It is one of those reports that seems so ludicrous that you have to read the article a few times in order to be sure it’s true. A Republican State Senator in New Hampshire told a constituent that he believes mentally ill people should be shipped to Siberia.
And when questioned, he defended his statement.
Via Think Progress:
Sharon Omand, a community health care center manager and resident of Stafford, New Hampshire, called her state senator Martin Harty (R) recently to request more funding for community mental health programs and for the homeless. Omand was shocked by Harty’s response. The state senator told her “the world is too populated” and that there are too many “defective people.” When Omand asked what should be done with these “defective people” that are mentally ill, Harty suggested sending them to Siberia, something that he said Hitler was “right” to do:
Barrington Republican Martin Harty told Sharon Omand, a Strafford resident who manages a community mental health program, that “the world is too populated” and there are “too many defective people,” according to an e-mail account of the conversation by Omand. [...]
Harty confirmed to the Monitor that he made the comments to Omand. [...]
Omand says Harty then stated, “I wish we had a Siberia so we could ship them all off to freeze to death and die and clean up the population.” Omand said Harty appeared to be serious. After Omand responded that his idea sounded like what Adolf Hitler did in World War II, Omand said Harty responded, “Hitler did something right, and I agree with (it).”
The statements, of course, are indefensible to most people. They are utterly disturbing views to be represented by a lawmaker. But frankly, there’s something more disturbing to the story than even that.
Rep. Harty, a newly elected politician, is over 90 years old, and serving his first term as a representative. His colleagues, who aren’t defending his actual statements, are brushing them off and saying that at his age and with his war experience he has earned the right to say them. But they also paint him as a doddering, confused old man, too.
Harty, a retired peddler and market vendor, served as a quarter master in Gen. George Patton’s Army in North Africa and Italy during World War II. Colleagues say he is hard of hearing and has appeared confused in recent House sessions.
“He’s shown signs of great confusion in committee in terms of House process and content,” said Rep. Marilinda Garcia, a Salem Republican who serves with Harty on the House Legislative Administration Committee.
Rep. Jon Richardson, an Allenstown Republican on the Legislative Administration Committee, said he does not condone Harty’s comments on any level, but he takes into account the fact that Harty is a World War II veteran in his 90s.

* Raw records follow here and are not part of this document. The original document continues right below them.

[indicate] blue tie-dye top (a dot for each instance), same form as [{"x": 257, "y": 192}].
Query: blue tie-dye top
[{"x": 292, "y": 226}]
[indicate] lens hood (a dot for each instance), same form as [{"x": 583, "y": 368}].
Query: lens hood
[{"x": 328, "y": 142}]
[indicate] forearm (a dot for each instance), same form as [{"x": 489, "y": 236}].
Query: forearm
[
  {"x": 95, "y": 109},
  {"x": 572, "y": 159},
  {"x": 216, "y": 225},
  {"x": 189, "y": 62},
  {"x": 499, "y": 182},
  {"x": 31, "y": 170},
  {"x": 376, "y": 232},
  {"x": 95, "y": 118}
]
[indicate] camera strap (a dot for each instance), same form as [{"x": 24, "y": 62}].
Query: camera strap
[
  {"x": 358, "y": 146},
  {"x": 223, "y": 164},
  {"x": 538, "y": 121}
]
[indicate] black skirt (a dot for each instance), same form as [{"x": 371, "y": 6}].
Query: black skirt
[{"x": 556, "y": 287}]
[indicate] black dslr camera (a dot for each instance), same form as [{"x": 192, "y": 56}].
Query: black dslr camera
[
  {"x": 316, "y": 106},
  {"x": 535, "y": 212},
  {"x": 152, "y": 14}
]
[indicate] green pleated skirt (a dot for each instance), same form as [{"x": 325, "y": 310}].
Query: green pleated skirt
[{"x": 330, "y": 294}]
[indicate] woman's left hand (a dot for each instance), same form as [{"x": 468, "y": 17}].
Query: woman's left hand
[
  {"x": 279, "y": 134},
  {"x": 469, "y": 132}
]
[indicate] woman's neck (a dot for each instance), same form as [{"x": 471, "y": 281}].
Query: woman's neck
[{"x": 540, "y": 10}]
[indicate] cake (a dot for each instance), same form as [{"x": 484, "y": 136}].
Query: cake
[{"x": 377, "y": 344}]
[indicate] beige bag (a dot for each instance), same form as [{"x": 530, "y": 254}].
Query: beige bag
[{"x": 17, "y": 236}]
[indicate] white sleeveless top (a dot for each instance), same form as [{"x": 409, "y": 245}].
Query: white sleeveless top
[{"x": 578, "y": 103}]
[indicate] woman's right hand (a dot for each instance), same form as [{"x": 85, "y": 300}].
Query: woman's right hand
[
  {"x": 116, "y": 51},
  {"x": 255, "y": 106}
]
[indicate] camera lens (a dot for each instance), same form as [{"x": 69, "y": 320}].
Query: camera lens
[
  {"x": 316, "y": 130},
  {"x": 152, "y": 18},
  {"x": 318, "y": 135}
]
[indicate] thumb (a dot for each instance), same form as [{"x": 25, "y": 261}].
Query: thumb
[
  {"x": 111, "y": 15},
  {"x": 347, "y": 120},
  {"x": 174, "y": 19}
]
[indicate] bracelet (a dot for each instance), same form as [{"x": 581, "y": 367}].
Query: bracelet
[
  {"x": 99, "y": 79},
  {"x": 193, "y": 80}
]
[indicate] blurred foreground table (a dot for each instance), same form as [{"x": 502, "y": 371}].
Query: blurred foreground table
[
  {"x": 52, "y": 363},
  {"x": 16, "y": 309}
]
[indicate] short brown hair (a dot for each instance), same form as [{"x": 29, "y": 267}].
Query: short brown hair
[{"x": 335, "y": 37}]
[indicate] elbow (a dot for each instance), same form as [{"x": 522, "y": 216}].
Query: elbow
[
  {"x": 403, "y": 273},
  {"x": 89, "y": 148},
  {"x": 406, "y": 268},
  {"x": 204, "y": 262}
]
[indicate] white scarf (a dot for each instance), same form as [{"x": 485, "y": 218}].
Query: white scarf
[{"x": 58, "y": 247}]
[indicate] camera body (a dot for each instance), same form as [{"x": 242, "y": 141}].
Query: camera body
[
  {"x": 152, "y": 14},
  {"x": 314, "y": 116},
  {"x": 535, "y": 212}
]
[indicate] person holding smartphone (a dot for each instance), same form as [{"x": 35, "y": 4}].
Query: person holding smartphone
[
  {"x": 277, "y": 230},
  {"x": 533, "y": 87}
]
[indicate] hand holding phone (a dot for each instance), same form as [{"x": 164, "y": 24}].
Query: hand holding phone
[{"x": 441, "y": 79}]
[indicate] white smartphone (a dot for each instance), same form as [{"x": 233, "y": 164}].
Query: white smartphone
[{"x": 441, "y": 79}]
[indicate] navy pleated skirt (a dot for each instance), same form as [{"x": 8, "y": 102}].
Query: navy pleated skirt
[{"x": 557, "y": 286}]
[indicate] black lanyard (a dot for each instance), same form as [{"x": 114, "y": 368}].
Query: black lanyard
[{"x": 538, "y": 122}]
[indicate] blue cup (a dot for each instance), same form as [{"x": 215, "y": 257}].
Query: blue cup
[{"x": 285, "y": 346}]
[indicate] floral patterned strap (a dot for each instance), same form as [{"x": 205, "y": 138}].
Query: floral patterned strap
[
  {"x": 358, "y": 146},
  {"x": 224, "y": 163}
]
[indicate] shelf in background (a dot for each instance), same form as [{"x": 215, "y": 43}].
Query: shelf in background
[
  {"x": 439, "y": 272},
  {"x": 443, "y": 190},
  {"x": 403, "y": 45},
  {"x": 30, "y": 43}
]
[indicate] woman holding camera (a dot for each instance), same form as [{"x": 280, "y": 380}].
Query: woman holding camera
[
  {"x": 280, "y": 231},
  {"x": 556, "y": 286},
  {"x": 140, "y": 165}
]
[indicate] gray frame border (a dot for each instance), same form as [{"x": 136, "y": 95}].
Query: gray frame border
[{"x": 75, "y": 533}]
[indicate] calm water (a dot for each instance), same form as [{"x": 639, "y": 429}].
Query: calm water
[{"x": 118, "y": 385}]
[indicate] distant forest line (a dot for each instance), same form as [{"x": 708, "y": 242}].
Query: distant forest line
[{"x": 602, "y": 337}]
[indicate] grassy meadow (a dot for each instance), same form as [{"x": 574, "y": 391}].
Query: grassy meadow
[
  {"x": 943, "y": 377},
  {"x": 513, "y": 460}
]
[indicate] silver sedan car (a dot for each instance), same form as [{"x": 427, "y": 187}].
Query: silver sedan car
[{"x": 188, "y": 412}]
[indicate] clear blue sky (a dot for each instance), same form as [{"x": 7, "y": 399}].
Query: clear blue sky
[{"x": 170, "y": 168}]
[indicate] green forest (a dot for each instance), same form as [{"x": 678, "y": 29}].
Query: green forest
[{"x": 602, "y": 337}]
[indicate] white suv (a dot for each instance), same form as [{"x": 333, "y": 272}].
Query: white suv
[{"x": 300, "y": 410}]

“In our committee . . . he is constantly confused, easily swayed, hard of hearing, and prone to offer up unrelated commentary or go off on unrelated tangents,” Richardson said.
Harty, a first-term representative, wrote a letter to Foster’s Daily Democrat last month stating, “So far I really don’t know what I’m doing. . . . A new Rep really needs a coach along with him at first but there is no room for anyone to sit with him, and no way they could holler at him in a committee meeting.
“The few votes I’ve made so far I really didn’t know what I was voting for or against,” his letter said. “Just looked at the people around me and went along with them.”
That New Hampshire is having the course of its state set by a politician who apparently advocates for eugenics is disturbing. But even more disturbing is that decisions are being made by a politician who is confused, easily swayed, and unsure of what is even occurring in his legislative hearings, and that his colleagues seem intent on keeping him in place exactly for those every reasons.